Les voitures et les caissons abandonnés nous fournissaient du bon bois sec pour nous chauffer ; aussi, nous en profitâmes.

Mes amis me demandèrent comment j’avais passé mes trois jours d’absence. Ils me contèrent à leur tour que, le 23, lorsqu’ils étaient en marche sur la route qui traverse la forêt, ils aperçurent le 9e corps rangé en bataille sur la route et qui criait : « Vive l’Empereur ! » qu’ils n’avaient pas vu depuis cinq mois. Ce corps d’armée, qui n’avait presque pas souffert et qui n’avait jamais manqué de vivres, fut saisi en nous voyant si malheureux, de même que nous, nous le fûmes en les voyant si bien.
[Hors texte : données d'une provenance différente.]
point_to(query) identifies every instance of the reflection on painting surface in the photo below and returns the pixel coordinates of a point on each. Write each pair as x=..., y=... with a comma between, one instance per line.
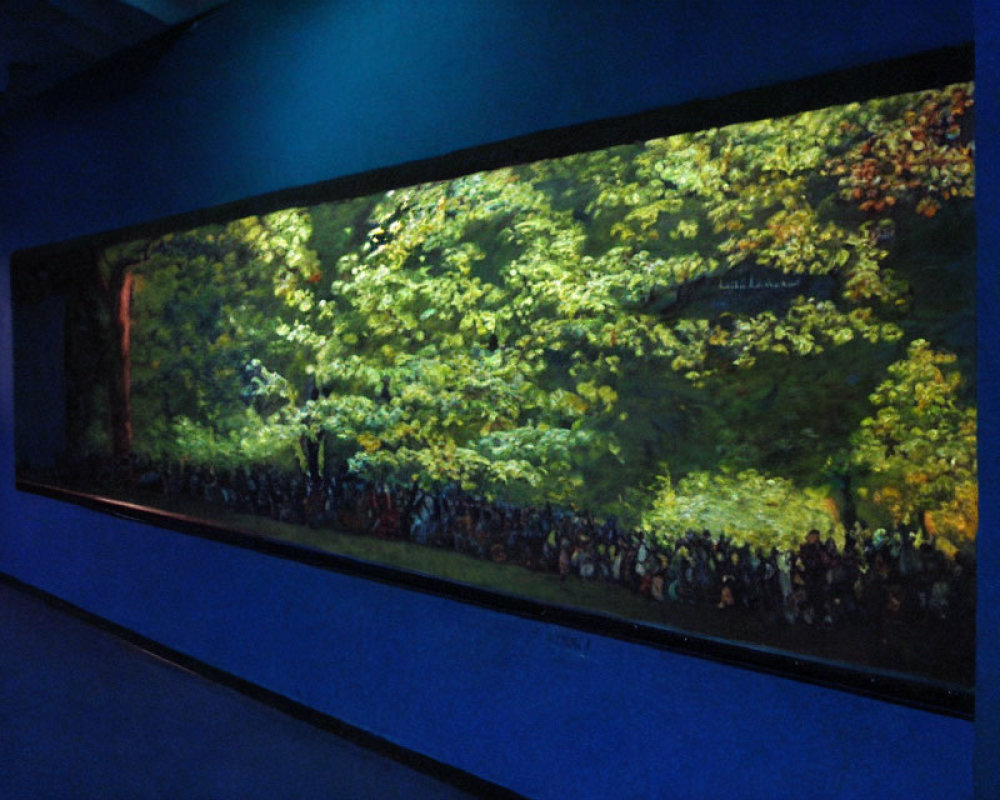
x=721, y=381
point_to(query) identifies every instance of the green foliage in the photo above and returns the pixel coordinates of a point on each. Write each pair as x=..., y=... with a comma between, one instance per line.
x=920, y=444
x=558, y=332
x=747, y=506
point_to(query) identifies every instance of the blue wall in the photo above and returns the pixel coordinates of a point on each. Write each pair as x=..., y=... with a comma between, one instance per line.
x=267, y=95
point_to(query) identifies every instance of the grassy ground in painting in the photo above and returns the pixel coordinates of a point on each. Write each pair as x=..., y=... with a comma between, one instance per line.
x=938, y=651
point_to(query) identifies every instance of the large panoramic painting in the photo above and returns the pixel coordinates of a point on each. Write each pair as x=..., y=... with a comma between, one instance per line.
x=720, y=382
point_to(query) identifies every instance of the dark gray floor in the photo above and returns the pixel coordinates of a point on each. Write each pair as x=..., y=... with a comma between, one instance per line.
x=85, y=715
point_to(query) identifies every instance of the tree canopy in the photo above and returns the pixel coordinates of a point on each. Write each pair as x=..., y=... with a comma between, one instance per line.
x=576, y=330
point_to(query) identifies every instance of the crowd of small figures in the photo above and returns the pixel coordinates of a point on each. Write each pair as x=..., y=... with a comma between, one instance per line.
x=877, y=578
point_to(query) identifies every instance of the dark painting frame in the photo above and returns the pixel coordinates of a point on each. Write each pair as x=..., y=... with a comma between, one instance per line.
x=34, y=269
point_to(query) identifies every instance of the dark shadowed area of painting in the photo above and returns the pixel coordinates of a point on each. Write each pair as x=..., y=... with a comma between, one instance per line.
x=721, y=381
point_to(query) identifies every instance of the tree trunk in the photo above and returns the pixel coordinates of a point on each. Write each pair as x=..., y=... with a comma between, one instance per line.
x=120, y=389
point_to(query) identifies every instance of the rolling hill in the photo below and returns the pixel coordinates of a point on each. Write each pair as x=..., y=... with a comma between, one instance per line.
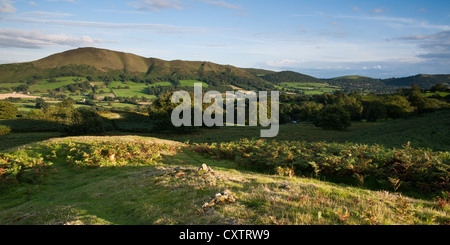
x=101, y=63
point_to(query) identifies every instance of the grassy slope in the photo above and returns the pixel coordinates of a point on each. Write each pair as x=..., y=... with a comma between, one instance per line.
x=164, y=195
x=427, y=131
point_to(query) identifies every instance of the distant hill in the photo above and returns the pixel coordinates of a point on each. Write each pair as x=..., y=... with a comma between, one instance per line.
x=113, y=65
x=359, y=83
x=290, y=76
x=423, y=80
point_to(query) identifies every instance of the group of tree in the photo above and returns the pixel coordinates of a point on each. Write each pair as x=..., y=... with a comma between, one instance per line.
x=72, y=121
x=338, y=110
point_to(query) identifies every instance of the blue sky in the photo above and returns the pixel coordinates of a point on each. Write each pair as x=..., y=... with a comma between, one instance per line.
x=322, y=38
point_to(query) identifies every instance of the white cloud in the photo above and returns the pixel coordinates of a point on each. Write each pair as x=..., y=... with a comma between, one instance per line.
x=283, y=63
x=155, y=5
x=160, y=28
x=223, y=4
x=45, y=14
x=6, y=7
x=34, y=39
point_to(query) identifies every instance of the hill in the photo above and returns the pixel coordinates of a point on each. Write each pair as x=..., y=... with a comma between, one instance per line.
x=108, y=65
x=423, y=80
x=179, y=186
x=97, y=62
x=290, y=77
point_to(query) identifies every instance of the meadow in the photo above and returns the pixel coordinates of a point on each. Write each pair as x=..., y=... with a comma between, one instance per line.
x=112, y=182
x=389, y=172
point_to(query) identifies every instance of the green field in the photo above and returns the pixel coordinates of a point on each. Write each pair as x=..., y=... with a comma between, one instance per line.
x=190, y=83
x=135, y=89
x=168, y=189
x=309, y=88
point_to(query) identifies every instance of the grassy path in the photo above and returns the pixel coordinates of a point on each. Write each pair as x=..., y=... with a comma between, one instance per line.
x=173, y=191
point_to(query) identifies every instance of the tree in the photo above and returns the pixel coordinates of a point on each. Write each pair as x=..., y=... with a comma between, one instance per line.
x=374, y=110
x=40, y=103
x=83, y=121
x=8, y=110
x=333, y=117
x=309, y=110
x=398, y=106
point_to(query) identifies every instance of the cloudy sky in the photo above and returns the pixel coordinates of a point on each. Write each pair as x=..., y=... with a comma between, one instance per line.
x=322, y=38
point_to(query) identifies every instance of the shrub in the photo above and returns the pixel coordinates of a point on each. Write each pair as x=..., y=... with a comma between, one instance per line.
x=21, y=166
x=4, y=130
x=377, y=167
x=83, y=121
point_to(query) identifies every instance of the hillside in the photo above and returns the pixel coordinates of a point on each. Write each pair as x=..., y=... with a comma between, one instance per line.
x=178, y=186
x=423, y=80
x=102, y=64
x=290, y=77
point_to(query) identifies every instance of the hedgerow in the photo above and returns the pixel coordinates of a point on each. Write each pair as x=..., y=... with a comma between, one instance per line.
x=403, y=169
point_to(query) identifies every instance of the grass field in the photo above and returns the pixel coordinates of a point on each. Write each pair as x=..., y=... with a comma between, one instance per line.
x=115, y=179
x=190, y=83
x=172, y=191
Ils ne pouvaient pas croire que c’était là l’armée de Moscou, cette armée qu’ils avaient vue si belle, si nombreuse, aujourd’hui misérable et réduite à si peu de monde.

Le 2e corps d’armée, commandé par le maréchal Oudinot, ainsi que le 9e, commandé par le maréchal Victor, duc de Bellune, et les Polonais par le général Dombrowski,

  1. Cette jeune personne était coiffée, ainsi que sa mère, d’un bonnet de peau de mouton d’Astrakan. (Note de l’auteur.)